“This Government is cutting the schools budget by 6.5% by 2020. Today we learn the proposed national funding formula will leave 1,000 schools facing additional cuts of 7% beyond 2020. Can the PM explain why cutting corporation tax… is more important than our children’s future?”
Jeremy Corbyn started strongly on the attack on the Tories’ plans for education, and he continued in that vein throughout today’s prime minister’s questions. Theresa May’s approach to education has been criticised from all quarters, and the Tories, unlike Labour, are hugely divided both on the new approach to funding and the expansion of grammar schools.
Corbyn’s first question, also had the benefit of attaching the Conservative’s approach to funding with their cuts to taxes for the wealthiest. Without the latter, it could be described as merely the tough choices needed to be fiscally prudent in hard times. Instead, this wording shows when there’s the option to help the many, or to help their rich mates, the Tories always go for the wealthy.
Corbyn was on the ball with quips too today. He made a veiled reference to the absurdity of George Osborne’s appointment as Evening Standard editor, saying “No wonder even the editor of the London Evening Standard is up in arms about this”. The former chancellor reportedly does not approve of breaking the Tory manifesto pledge to not reduce schools funding, which May is pursuing.

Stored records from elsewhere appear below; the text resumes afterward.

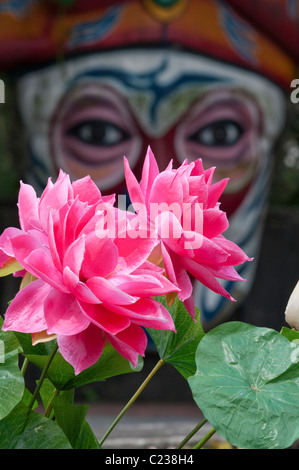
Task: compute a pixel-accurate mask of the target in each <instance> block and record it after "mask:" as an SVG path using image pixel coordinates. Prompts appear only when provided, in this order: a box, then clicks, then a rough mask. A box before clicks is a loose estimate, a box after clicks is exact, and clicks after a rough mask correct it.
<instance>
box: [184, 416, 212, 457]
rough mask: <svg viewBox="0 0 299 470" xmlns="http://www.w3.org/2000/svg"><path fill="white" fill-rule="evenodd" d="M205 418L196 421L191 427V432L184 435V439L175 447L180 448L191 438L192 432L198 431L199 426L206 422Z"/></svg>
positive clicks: (192, 435) (198, 429)
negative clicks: (196, 423)
mask: <svg viewBox="0 0 299 470" xmlns="http://www.w3.org/2000/svg"><path fill="white" fill-rule="evenodd" d="M206 422H207V420H206V419H205V418H204V419H203V420H202V421H201V422H200V423H198V424H197V425H196V426H195V428H194V429H192V431H191V432H189V434H188V435H187V436H186V437H185V439H183V440H182V442H181V443H180V444H179V445H178V446H177V449H182V448H183V446H184V445H185V444H186V443H187V442H188V441H189V440H190V439H191V437H193V436H194V434H196V433H197V431H199V429H200V428H202V427H203V425H204V424H206Z"/></svg>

He repeated his “I want a staircase for all not a ladder for the few” line from last week, with which he means a better approach to social mobility where everyone is advanced – not just a few at the expense of everyone else. I’m yet to be convinced this is the neatest soundbite to sum up the argument, but his point here is sound.

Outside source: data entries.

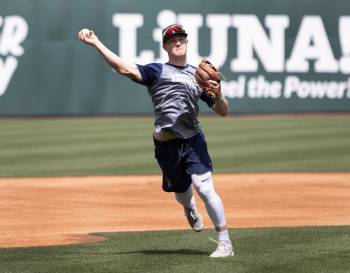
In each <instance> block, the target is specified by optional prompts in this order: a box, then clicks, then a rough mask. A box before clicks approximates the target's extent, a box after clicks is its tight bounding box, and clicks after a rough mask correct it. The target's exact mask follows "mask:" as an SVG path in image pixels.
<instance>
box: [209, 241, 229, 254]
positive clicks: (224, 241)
mask: <svg viewBox="0 0 350 273" xmlns="http://www.w3.org/2000/svg"><path fill="white" fill-rule="evenodd" d="M209 240H212V241H213V242H215V243H217V244H218V247H217V249H216V250H215V251H214V252H213V253H212V254H211V255H210V256H209V257H210V258H224V257H230V256H234V253H233V247H232V243H231V241H230V240H224V241H219V242H218V241H215V240H213V239H212V238H209Z"/></svg>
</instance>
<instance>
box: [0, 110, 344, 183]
mask: <svg viewBox="0 0 350 273" xmlns="http://www.w3.org/2000/svg"><path fill="white" fill-rule="evenodd" d="M201 124H202V127H203V130H204V131H205V133H206V137H207V141H208V145H209V152H210V154H211V156H212V159H213V163H214V169H215V171H216V172H300V171H311V172H333V171H340V172H342V171H350V164H349V162H350V116H310V117H304V118H301V117H265V118H264V117H260V118H259V117H257V118H234V117H230V118H224V119H223V118H204V117H203V118H201ZM0 128H1V129H0V151H1V153H0V176H2V177H16V176H24V177H25V176H62V175H83V176H85V175H119V174H146V173H147V174H150V173H159V167H158V166H157V164H156V162H155V160H154V156H153V143H152V129H153V119H152V118H126V119H123V118H110V119H99V118H97V119H24V120H21V119H3V120H1V119H0Z"/></svg>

The Tories division, and the self-described “liberal Conservative” Nicky Morgan, education secretary under David Cameron, cross-party article standing against grammar schools was also brought up by the Labour leader. Focussing on the Tories’ lack of unity on this is important – with May’s small majority, a few rebels from the government’s benches is enough to ensure that a policy isn’t passed. If May really continues to push on grammars without listening to these backbenchers, she is at risk of losing the ability to pass the legislation in the commons.
You could tell that May had run out of arguments and Corbyn was getting under her skin when she, after Corbyn has described her grammar schools as mere “vanity project”, ridiculed him for having gone to one.
I am unsure how much the leader of the opposition can be blamed for the choices of his parents when he was a minor, but that was the level of argumentation from May today.
Winner of backbench zinger of the week goes to Lillian Greenwood, who after laying out the IFS’s findings that show how many schools are coming in for cuts as a result of May’s plans, asked May “Every single school in my constituency will lose an average of £584 per pupil. Has she failed at maths or failed to read her own manifesto?”
Siobhain McDonagh also asked an important question, on homelessness facing a constituent of hers – who as a working single parent could only be offered accommodation in Birmingham – such is the lack of affordable housing in Greater London.
Overall, this was a PMQs that exposed the Tories’ fault lines – on an issue that Labour is united on, education. After a week beset by infighting, it was welcome.